Document Conversion for Electronic Discovery


Electronic discovery, eDiscovery, e-discovery with regards to document conversion is the process of converting documents from their native formats to either PDF or TIFF form.  This conversion provides for a common, trusted, and legally accepted platform for the purposes of collecting evidence which is then used to extract and analyze the information using digital forensic procedures.

Organizations that perform electronic discovery have to deal with large volumes of electronic documents and their issue is how to convert them into either PDF or TIFF form usable for evidence analysis.

There are Document Conversion Service software products available on the market and these are specifically designed to help in converting documents from their native formats to TIFF or PDF form.   This software, where possible, uses the native documents product in order to perform the conversion.   For example, if you have Microsoft Word documents and you need them converted to TIFF form, these Document Conversion Service products will use Microsoft Word to help perform the conversion in order to ensure the document is rendered as expected into TIFF form.   Some other converters do not use the original source software and this leads to the document not rendering as it would have if they had just used Microsoft Word.

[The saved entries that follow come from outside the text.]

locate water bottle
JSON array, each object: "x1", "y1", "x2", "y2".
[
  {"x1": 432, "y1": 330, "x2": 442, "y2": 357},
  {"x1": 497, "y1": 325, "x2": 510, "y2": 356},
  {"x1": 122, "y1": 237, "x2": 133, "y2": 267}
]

Document Conversion for Electronic Discovery

These types of specialist Document Conversion Service products solve more than just the document conversion issue; it also deals with large volumes.   The software can be configured to process many documents in parallel on a system to scale up the document conversion rate.  Let’s exaggerate, say you have 50000 documents each 300 pages in length, assuming each 300 page document takes a minute to process one at a time, it would take 50000 minutes (approx. 34 days) to compete all documents.  But if you only have a week to do the job so how do you get it done!  All you need to do is process 10 documents in parallel and as a result it only takes 5000 minutes (3 to 4 days).  So what if you want it done in a day?  You have two choices; either run three systems each processing ten documents in parallel or run thirty documents in parallel instead of ten.

As an organization that performs electronic discovery, you might also have standards that require you to control how the document is rendered.  For instance,   Microsoft Word documents have track changes and these changes have comments.   Is it possible to render the document with track changes, without track changes, with the comments in balloons?   If the document has auto date, time or file name fields, is it possible to replace them with a constant string value?   Is it possible to control the paper, zoom, margins?   For most solutions the answer would be no, but not with specialist Document Conversion Service products.  As this software is using Microsoft Word to handle the rendering of the document, it is possible to specify how the document is rendered when converted to PDF or TIFF form through settings passed to the product.  If the specialist Document Conversion Service application used to help convert the native document has features that can be controlled by the product, these features are configurable during the conversion process.

Another common part of the conversion process when converting documents for electronic discovery purposes is to apply endorsements in the heading or footing regions of the document, sometimes referred to as bates marking but endorsements do not need to be a bates marks.  Again, specialist Document Conversion Service products provide the ability to endorse the created PDF or TIFF form of the document.